14:00 Wednesday 09 October 2013

Garden wildlife health

Written byAbbey Buxton

Help protect wildlife in your garden
Help protect wildlife in your garden
A new project that aims to monitor the health of British wildlife has been launched.

 

The Garden Wildlife Health project (GWH) is a citizen-science project that will identify and investigate disease threats to the wildlife in gardens across the country, focusing on garden birds, amphibians, reptiles and hedgehogs.

We now know that disease can cause declines in wildlife populations and can even be responsible for the extinction of some species.

For example, veterinary scientists at the Institute of Zoology previously identified the emergence of trichomonosis in finches in Great Britain, and saw the greenfinch population decrease by a third in the last few years due to this disease.

By expanding health surveillance to other species that commonly visit gardens; GWH aims to monitor trends in their specific disease, measure their impact, determine underlying causes and identify new and emerging threats.

The information collected will allow us to understand the distribution and impact of these wildlife diseases throughout the country and provide science-based information on wildlife conservation.

GWH is a collaborative project between the British Trust for Ornithology (BTO), Froglife, the Institute of Zoology (IoZ) at the Zoological Society of London and the Royal Society for the Protection of Birds (RSPB).

It is funded by Defra and the Esmee Fairbairn Foundation. In additon, the GWH partners collaborate with a range of universities, governmental agencies, and non-government conservation organisations, including the British Hedgehog Preservation Society.

Recent surverys suggest that hedgehog populations in Great Britain have been declinging at an alraming rate, making them one of GWH’s top priority species.

Thus far, habitat loss and fragmentation,decreased prey availability and road kill appear to be some of the major factors involved.

Through GWH we will investigate if disease (either infectious or non-infectious, such as poisoning) is an important cause of hedgehog population decline.

In order to colelct information on hedgehogs, and other garden wildlife, a web-based wildlife disease surveillance system site has been created.

This allows anyone to register and report a disease incident in their garden (www.gardenwildlifehealth.org).

It will aslo allow you to register other sites if you wish to report something outside your garden.

This will allow the creation of a nationwide map showing where and when disease and mortality incidents occur.

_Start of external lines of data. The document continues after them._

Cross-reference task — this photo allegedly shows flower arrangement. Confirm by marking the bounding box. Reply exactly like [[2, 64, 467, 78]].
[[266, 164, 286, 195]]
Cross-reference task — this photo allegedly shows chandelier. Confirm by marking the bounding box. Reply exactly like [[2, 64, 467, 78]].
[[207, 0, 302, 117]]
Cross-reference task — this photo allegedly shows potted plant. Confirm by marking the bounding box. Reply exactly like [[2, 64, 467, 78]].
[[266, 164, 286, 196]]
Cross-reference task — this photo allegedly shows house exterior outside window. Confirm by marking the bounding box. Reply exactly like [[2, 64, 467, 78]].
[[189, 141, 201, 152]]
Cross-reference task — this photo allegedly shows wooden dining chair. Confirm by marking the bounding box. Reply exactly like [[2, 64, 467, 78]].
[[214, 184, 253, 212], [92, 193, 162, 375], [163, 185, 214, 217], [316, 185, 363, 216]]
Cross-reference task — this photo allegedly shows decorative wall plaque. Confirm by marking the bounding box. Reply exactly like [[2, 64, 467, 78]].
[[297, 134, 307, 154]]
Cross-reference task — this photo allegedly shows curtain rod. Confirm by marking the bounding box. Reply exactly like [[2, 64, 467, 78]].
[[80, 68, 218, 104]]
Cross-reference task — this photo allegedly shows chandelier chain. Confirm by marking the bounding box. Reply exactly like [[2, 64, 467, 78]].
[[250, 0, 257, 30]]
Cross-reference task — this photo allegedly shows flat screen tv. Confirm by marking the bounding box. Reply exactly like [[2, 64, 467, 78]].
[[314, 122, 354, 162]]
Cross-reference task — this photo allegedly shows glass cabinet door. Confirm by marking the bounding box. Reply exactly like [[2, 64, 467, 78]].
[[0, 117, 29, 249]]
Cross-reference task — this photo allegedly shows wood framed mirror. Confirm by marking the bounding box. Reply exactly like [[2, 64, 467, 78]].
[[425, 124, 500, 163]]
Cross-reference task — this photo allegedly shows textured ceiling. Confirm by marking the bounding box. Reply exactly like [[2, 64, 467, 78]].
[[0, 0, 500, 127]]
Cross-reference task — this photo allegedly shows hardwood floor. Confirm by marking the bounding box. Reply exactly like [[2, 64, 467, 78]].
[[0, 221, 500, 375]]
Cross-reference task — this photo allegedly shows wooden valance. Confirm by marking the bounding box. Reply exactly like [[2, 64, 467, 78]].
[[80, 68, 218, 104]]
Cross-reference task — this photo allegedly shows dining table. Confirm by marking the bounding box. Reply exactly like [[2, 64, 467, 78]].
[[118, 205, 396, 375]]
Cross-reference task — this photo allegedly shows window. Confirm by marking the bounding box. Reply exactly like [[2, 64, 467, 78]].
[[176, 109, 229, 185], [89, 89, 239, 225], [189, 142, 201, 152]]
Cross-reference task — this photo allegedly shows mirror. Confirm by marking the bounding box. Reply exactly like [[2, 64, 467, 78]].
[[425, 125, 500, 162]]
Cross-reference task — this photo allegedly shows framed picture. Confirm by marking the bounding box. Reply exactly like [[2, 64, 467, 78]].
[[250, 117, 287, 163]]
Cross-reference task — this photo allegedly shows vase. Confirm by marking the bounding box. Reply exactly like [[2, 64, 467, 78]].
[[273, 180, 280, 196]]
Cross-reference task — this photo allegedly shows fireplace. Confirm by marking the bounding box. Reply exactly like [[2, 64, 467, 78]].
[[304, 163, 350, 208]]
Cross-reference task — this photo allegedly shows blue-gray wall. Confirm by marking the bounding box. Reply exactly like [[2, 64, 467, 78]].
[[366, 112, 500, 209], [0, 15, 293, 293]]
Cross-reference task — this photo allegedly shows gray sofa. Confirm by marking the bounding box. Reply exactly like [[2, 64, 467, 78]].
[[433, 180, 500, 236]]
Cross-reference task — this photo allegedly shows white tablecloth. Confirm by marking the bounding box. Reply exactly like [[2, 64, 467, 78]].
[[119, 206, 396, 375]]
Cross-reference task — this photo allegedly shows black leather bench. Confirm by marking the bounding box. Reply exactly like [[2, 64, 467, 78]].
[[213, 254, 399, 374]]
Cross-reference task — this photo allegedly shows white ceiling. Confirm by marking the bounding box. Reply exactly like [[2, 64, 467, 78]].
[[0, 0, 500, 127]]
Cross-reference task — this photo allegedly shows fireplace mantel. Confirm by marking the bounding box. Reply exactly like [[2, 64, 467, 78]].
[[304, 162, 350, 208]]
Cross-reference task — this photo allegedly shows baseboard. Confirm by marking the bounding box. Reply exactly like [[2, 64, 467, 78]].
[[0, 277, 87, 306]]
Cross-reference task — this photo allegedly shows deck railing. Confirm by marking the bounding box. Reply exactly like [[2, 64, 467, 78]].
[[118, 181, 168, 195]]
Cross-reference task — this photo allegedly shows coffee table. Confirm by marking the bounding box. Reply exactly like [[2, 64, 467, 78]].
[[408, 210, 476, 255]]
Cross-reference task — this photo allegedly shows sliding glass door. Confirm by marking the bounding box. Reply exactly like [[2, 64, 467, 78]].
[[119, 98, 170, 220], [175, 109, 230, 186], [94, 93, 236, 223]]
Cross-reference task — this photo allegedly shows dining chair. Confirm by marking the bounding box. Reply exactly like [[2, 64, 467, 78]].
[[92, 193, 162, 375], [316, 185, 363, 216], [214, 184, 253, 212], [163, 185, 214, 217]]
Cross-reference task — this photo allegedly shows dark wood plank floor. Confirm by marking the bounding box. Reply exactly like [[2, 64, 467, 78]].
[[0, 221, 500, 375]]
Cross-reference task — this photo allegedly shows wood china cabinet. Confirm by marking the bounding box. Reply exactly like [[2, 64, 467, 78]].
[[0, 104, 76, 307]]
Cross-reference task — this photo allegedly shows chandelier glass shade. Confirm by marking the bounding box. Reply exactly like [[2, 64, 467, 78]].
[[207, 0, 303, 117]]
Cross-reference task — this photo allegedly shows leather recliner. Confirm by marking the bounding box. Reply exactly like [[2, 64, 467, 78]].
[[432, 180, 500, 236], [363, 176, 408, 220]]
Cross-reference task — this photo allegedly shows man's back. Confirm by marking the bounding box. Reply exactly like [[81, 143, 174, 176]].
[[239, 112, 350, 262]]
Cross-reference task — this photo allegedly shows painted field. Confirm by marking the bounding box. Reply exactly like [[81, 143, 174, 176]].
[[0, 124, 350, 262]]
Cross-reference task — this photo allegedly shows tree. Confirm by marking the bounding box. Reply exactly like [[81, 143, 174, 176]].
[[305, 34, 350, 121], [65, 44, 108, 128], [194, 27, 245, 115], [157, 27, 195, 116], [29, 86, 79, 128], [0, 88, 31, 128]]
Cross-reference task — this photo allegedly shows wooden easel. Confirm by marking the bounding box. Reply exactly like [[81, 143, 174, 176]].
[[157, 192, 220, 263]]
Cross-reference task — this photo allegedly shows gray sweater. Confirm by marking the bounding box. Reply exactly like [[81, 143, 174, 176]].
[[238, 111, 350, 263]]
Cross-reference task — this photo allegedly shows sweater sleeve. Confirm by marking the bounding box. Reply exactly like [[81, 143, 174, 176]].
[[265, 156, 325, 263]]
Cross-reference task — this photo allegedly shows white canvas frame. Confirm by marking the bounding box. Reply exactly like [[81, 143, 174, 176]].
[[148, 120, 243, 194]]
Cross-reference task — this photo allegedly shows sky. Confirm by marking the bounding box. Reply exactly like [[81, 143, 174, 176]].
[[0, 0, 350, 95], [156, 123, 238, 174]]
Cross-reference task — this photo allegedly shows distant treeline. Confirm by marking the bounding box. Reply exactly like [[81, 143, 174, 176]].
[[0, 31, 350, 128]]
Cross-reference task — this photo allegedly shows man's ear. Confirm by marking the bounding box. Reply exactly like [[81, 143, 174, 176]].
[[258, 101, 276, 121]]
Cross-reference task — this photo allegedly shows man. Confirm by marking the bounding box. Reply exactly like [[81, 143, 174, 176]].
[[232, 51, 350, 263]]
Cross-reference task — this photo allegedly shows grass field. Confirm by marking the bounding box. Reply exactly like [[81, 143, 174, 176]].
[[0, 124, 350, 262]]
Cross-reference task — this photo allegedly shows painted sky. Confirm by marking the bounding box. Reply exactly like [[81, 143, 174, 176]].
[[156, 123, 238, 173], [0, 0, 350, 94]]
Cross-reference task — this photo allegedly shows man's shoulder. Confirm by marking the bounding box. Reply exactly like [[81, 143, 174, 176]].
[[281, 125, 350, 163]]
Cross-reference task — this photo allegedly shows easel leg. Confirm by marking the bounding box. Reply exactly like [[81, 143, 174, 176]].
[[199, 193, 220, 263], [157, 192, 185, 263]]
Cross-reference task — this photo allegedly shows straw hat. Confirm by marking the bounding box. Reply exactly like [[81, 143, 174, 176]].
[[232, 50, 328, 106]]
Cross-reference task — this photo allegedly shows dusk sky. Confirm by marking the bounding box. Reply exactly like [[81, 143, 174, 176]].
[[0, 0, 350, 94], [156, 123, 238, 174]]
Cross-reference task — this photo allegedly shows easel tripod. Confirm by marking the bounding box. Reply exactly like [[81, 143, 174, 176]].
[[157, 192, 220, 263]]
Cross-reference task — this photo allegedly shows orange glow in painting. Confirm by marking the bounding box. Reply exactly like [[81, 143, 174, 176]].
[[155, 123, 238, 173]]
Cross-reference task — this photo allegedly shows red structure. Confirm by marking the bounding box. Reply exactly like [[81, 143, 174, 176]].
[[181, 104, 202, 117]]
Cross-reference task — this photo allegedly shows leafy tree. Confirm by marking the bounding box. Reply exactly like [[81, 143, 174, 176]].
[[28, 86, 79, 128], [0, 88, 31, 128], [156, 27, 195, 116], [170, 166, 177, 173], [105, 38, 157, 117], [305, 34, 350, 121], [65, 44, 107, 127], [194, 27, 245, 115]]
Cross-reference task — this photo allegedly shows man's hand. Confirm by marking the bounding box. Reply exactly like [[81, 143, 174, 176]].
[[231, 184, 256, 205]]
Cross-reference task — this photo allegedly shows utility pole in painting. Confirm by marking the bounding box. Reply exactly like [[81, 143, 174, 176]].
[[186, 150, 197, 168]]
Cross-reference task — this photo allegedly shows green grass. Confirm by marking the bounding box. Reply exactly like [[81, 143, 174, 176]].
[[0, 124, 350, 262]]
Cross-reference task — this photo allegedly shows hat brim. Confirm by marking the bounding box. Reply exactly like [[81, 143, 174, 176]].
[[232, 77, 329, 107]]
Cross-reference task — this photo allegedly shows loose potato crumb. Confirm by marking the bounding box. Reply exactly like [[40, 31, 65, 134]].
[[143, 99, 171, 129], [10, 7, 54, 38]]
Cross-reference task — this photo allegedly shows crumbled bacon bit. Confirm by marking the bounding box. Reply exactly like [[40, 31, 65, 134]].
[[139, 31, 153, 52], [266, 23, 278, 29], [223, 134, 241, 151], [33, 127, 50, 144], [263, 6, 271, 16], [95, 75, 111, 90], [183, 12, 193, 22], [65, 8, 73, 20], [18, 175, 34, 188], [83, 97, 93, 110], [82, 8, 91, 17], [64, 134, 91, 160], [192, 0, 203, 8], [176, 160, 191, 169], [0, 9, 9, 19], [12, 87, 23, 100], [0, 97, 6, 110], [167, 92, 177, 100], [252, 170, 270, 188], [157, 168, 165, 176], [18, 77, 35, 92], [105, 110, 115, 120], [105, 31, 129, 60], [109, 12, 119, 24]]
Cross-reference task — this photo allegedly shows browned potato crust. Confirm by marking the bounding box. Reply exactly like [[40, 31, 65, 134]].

Every report will contribute to this national database of wildlife disease.

If a freshly dead hedgehog (or any other of the listed spicies) is found, it can be made available to the specialist wildlife vets at the IoZ.

They will then conduct a post-mortem examination and further laboratory test to determine if a disease component might have been associated with its death.

The reports will be made available to the submitter as will any relevant information on what to do to keep the hedgehogs visiting your garden healthy.